In an earlier entry, I described the challenges of writing biographical fiction. This week I want to focus on the more personal complications of the genre. In normal historical fiction, as I have described elsewhere, characters often take on a life of their own, even pulling the novel in unexpected directions. My experience with headstrong characters has been overwhelmingly positive. A good character has a better feel for the direction a book should go than I do. Most of my books have benefited from this fact and evolved differently from the original concept. In one case, a secondary character completely took over the book and the initially conceived story has not been written at all.
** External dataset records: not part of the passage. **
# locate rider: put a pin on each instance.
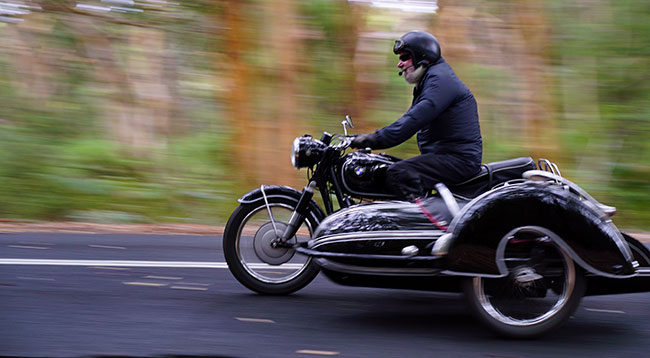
(444, 115)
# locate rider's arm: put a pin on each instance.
(436, 96)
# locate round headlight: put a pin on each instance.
(295, 151)
(306, 151)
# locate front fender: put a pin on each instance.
(273, 191)
(590, 238)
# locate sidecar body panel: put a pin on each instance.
(372, 238)
(591, 238)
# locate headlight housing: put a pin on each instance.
(306, 151)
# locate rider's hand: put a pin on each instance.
(362, 141)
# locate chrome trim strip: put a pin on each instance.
(644, 271)
(377, 235)
(384, 271)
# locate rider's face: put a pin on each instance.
(405, 62)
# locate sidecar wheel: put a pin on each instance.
(257, 265)
(542, 290)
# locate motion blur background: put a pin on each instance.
(146, 111)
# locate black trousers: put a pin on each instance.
(412, 178)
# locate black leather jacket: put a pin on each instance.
(444, 116)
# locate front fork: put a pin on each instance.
(297, 217)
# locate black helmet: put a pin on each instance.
(423, 47)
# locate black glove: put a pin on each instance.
(363, 140)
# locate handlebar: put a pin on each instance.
(342, 141)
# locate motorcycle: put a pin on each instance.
(521, 242)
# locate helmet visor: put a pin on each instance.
(398, 46)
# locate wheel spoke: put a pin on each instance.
(257, 233)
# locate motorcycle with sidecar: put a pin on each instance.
(523, 243)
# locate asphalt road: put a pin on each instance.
(75, 303)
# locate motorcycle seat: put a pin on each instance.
(492, 174)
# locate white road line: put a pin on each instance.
(36, 278)
(149, 284)
(604, 311)
(109, 268)
(255, 320)
(321, 353)
(189, 288)
(164, 277)
(29, 247)
(192, 284)
(125, 263)
(107, 247)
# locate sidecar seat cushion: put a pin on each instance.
(492, 174)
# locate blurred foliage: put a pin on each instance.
(125, 112)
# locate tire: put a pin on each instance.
(542, 290)
(251, 259)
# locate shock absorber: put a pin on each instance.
(298, 215)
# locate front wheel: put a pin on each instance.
(255, 263)
(541, 291)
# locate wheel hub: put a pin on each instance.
(526, 276)
(263, 243)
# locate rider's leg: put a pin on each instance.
(412, 178)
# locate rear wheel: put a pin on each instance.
(541, 291)
(254, 261)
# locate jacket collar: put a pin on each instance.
(418, 88)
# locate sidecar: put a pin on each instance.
(524, 253)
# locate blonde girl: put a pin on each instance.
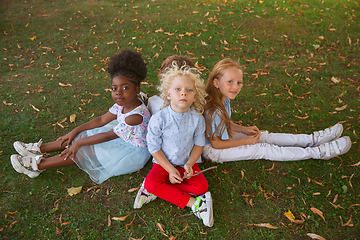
(176, 140)
(227, 141)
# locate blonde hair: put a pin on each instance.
(170, 73)
(214, 105)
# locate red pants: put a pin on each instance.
(157, 182)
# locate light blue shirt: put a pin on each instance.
(175, 134)
(216, 122)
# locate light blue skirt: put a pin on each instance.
(113, 158)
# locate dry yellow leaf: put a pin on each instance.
(74, 190)
(267, 225)
(315, 236)
(133, 189)
(120, 218)
(290, 216)
(72, 118)
(317, 211)
(65, 85)
(341, 108)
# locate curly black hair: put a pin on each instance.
(129, 64)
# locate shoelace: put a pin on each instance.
(335, 147)
(320, 134)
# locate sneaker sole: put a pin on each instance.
(23, 152)
(20, 169)
(347, 148)
(209, 199)
(338, 135)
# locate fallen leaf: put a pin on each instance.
(65, 85)
(183, 229)
(335, 80)
(290, 216)
(133, 189)
(58, 231)
(271, 169)
(341, 108)
(316, 46)
(315, 236)
(160, 227)
(348, 223)
(317, 211)
(72, 118)
(267, 225)
(7, 104)
(120, 218)
(34, 108)
(74, 190)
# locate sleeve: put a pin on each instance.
(154, 134)
(216, 120)
(199, 135)
(114, 109)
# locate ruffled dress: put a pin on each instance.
(126, 154)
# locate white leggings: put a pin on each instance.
(272, 146)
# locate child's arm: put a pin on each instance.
(174, 175)
(96, 122)
(218, 143)
(194, 156)
(253, 130)
(91, 140)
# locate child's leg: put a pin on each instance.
(282, 139)
(54, 162)
(260, 151)
(52, 146)
(286, 139)
(157, 183)
(196, 185)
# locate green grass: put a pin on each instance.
(290, 50)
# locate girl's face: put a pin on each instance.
(230, 83)
(181, 94)
(124, 92)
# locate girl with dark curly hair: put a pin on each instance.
(100, 147)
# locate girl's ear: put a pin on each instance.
(216, 82)
(137, 89)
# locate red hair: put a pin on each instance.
(214, 104)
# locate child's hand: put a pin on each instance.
(71, 151)
(174, 176)
(253, 139)
(67, 139)
(188, 171)
(253, 130)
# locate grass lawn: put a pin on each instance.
(301, 61)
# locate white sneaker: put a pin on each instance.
(143, 197)
(202, 208)
(335, 148)
(28, 149)
(26, 165)
(327, 135)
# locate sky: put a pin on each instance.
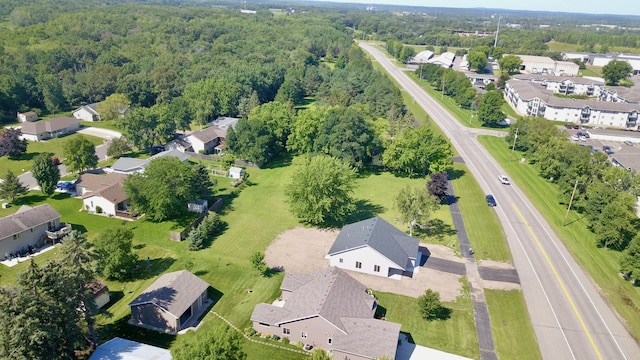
(621, 7)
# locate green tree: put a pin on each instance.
(10, 142)
(429, 304)
(12, 187)
(489, 111)
(223, 343)
(321, 190)
(113, 107)
(615, 71)
(163, 190)
(630, 260)
(477, 60)
(418, 151)
(510, 63)
(118, 147)
(114, 249)
(415, 207)
(79, 154)
(46, 173)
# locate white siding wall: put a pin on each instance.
(367, 257)
(92, 202)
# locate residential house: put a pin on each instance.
(330, 310)
(27, 228)
(375, 247)
(123, 349)
(87, 113)
(171, 303)
(42, 130)
(29, 116)
(103, 193)
(100, 291)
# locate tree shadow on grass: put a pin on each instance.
(365, 209)
(438, 229)
(455, 174)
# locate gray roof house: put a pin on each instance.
(330, 310)
(171, 303)
(375, 247)
(27, 227)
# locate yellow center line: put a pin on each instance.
(566, 293)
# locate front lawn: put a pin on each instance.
(602, 264)
(23, 162)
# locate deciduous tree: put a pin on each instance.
(46, 173)
(321, 190)
(415, 207)
(12, 187)
(79, 154)
(114, 249)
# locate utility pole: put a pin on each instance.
(564, 223)
(514, 144)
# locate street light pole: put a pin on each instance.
(514, 144)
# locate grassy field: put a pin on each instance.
(511, 325)
(601, 264)
(455, 335)
(23, 162)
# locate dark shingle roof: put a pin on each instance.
(173, 292)
(26, 218)
(380, 236)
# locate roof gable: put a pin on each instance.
(173, 292)
(379, 235)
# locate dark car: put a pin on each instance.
(491, 201)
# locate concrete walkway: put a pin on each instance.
(480, 310)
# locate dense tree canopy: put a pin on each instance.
(321, 190)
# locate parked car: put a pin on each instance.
(491, 201)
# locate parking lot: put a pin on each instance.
(626, 154)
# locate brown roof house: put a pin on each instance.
(103, 193)
(330, 310)
(171, 303)
(27, 228)
(42, 130)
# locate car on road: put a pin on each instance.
(491, 201)
(504, 179)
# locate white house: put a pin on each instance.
(375, 247)
(236, 172)
(29, 116)
(87, 113)
(103, 194)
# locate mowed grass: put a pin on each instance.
(455, 335)
(481, 222)
(511, 325)
(603, 265)
(24, 162)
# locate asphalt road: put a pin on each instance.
(569, 316)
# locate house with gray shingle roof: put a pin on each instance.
(171, 303)
(330, 310)
(375, 247)
(27, 227)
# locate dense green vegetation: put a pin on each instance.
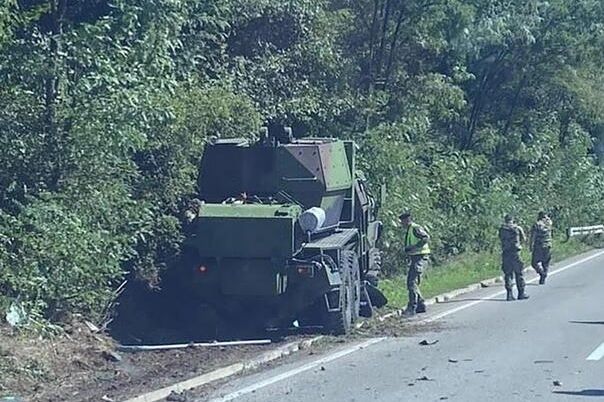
(464, 109)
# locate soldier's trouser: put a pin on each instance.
(512, 267)
(540, 259)
(414, 278)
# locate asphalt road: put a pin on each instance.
(547, 348)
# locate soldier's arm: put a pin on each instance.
(522, 235)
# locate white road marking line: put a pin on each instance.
(597, 354)
(293, 372)
(494, 295)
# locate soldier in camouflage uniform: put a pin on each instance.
(417, 249)
(540, 244)
(512, 236)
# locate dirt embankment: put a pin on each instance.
(83, 366)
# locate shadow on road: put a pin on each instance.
(588, 322)
(585, 392)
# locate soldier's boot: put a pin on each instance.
(542, 276)
(510, 296)
(409, 311)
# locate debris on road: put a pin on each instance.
(112, 356)
(93, 328)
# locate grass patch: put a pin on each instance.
(464, 270)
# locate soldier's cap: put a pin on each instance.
(404, 215)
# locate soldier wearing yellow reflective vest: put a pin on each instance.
(417, 249)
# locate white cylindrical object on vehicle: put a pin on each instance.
(312, 219)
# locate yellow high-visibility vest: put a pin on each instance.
(411, 239)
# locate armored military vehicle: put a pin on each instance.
(284, 233)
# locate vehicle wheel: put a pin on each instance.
(356, 285)
(339, 322)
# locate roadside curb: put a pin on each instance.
(228, 371)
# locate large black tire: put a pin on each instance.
(340, 322)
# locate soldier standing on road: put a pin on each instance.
(540, 244)
(417, 249)
(512, 236)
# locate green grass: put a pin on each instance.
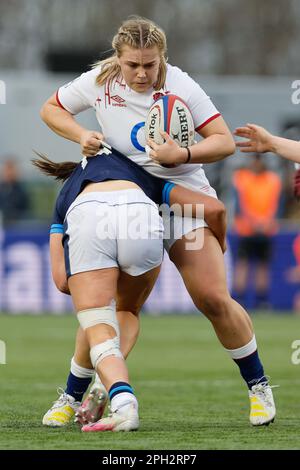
(190, 393)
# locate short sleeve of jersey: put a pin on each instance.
(79, 94)
(202, 108)
(57, 220)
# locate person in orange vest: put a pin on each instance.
(258, 193)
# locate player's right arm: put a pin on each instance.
(260, 140)
(61, 120)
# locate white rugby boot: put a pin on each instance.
(262, 406)
(93, 407)
(62, 411)
(118, 420)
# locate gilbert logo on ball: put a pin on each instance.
(2, 92)
(170, 114)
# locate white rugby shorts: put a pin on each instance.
(176, 227)
(119, 229)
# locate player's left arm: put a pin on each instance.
(57, 260)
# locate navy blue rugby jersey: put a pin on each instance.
(114, 166)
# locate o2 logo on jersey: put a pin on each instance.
(138, 134)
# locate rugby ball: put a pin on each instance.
(170, 114)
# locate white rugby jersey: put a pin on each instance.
(122, 112)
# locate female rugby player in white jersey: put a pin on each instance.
(121, 90)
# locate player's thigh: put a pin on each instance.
(133, 291)
(94, 289)
(203, 270)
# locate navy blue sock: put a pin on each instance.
(77, 386)
(251, 369)
(119, 387)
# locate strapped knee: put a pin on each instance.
(102, 315)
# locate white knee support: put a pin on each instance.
(102, 315)
(79, 371)
(110, 347)
(96, 316)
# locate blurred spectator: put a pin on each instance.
(258, 193)
(14, 200)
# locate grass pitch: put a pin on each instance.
(191, 395)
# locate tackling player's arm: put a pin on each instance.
(57, 260)
(63, 123)
(217, 144)
(260, 140)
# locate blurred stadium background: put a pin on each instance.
(243, 53)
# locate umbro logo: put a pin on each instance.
(117, 100)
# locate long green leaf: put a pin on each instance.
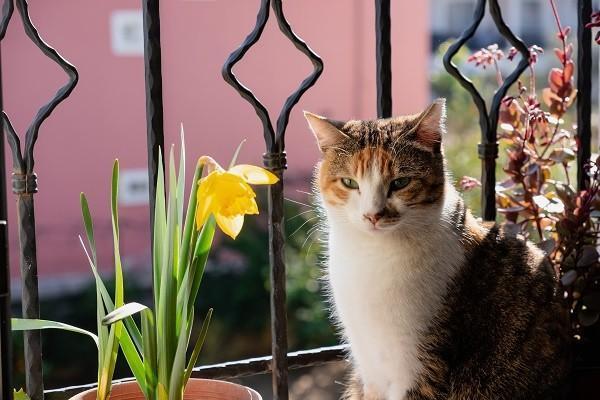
(197, 347)
(21, 324)
(100, 302)
(108, 367)
(159, 229)
(181, 186)
(189, 232)
(123, 312)
(167, 313)
(136, 336)
(201, 251)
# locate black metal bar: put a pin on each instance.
(275, 160)
(243, 368)
(383, 56)
(24, 186)
(29, 296)
(488, 121)
(5, 328)
(230, 78)
(278, 290)
(584, 88)
(154, 97)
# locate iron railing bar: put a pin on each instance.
(243, 368)
(5, 300)
(275, 160)
(7, 10)
(488, 120)
(154, 97)
(24, 186)
(307, 83)
(230, 77)
(383, 55)
(584, 87)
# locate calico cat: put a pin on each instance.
(433, 304)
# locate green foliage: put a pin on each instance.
(20, 395)
(180, 253)
(463, 133)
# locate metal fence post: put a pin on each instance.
(488, 120)
(24, 186)
(5, 330)
(154, 98)
(383, 49)
(275, 160)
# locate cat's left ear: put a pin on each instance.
(327, 132)
(431, 126)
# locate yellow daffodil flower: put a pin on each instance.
(228, 196)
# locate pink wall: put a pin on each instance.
(105, 116)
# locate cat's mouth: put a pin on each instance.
(384, 224)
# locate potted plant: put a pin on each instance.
(538, 200)
(182, 238)
(107, 338)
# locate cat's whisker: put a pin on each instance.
(303, 224)
(297, 202)
(301, 213)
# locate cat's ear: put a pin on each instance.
(431, 126)
(326, 131)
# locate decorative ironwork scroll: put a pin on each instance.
(488, 121)
(275, 160)
(24, 182)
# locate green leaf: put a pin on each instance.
(21, 324)
(123, 312)
(20, 395)
(189, 232)
(150, 353)
(159, 229)
(201, 251)
(197, 347)
(236, 154)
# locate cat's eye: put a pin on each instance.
(350, 183)
(399, 183)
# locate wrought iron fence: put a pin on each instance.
(24, 178)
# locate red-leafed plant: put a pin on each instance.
(536, 198)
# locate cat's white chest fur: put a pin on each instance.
(386, 292)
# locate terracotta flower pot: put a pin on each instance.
(197, 389)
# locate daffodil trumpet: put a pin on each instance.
(227, 194)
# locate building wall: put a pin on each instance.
(105, 116)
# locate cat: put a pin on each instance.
(433, 304)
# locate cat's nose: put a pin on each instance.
(373, 218)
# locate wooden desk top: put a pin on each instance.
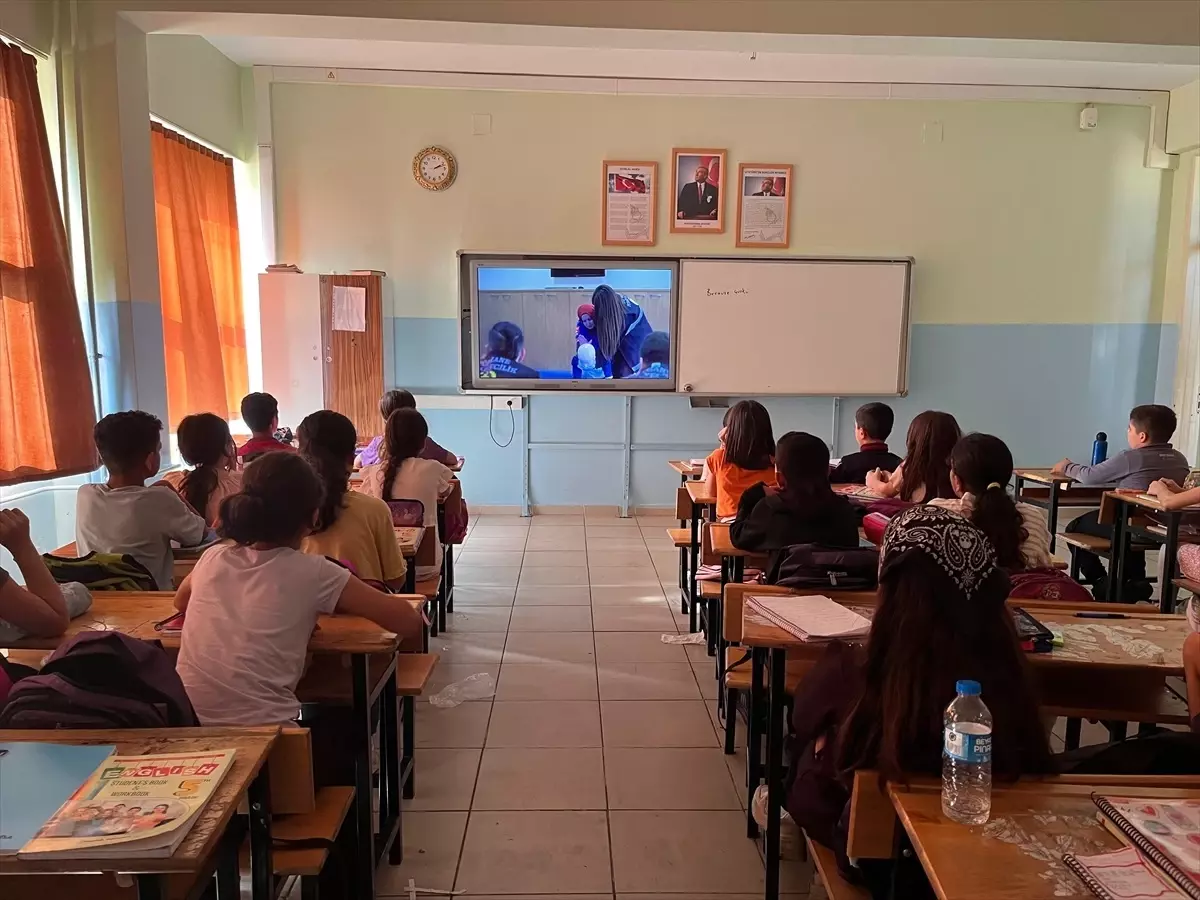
(1018, 853)
(252, 745)
(700, 493)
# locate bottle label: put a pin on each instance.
(970, 747)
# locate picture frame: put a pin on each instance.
(695, 209)
(629, 207)
(765, 204)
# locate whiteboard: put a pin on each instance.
(835, 328)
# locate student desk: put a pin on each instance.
(1107, 670)
(214, 838)
(1128, 513)
(1018, 855)
(1044, 490)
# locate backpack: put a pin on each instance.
(101, 679)
(101, 571)
(815, 565)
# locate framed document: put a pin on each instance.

But with biographical fiction, such course changes are unacceptable. The true biography of the central character lays down the route that must be followed. The author is free to decide which stations along the way will be described in greatest detail, maybe the author can add an embellishment here and there, but in the end the road-map must be respected. There can be no happy end where there was none in history.
Another challenge of biographical fiction is, of course, the fact that a historical figure does not “belong” to the novelist alone. A historical figure is a public figure, and that means that anyone else can choose to write about this person too. Unlike fictional characters, the novelist of a biographical novel has to “share” their central characters with others – and often compete with or confront existing interpretations. When I, for example, describe the German assassin Claus Count Stauffenberg, my interpretation of Stauffenberg will clash in many minds with the hero of the same name created by Tom Cruise. It makes no difference whether my research is better and my interpretation is more plausible. Tom Cruise’s Stauffenberg is more familiar to my reader than my historical sources and it has already occupied their consciousness. Altering readers’ perceptions of historical figures is far more difficult than creating new characters.
Finally, there is the difficultly of living with the ghosts of dead. A good biographical novelist will spend a great deal of time with the characters of his/her book and this means spending time with the dead. Depending on one’s sensibility, that can be quite unnerving. I have spent many a sleepless night, plagued by images of historical figures dissatisfied with my portrayal of them. They can be angry or simply disappointed, but they are unrelentingly hard task-masters, who demand an even higher standard of writing than their fictional colleagues.
Obviously, on the evidence of some historical novels that liberally apply the names of historical figures to characters with no resemblance to the personage carrying the same name in history, some authors do not take their responsibilities to the dead very seriously. I wonder that they are not haunted by furious ghosts. Perhaps they are and I just don’t know about it – or the ghosts consider them so insubstantial they can’t be bothered.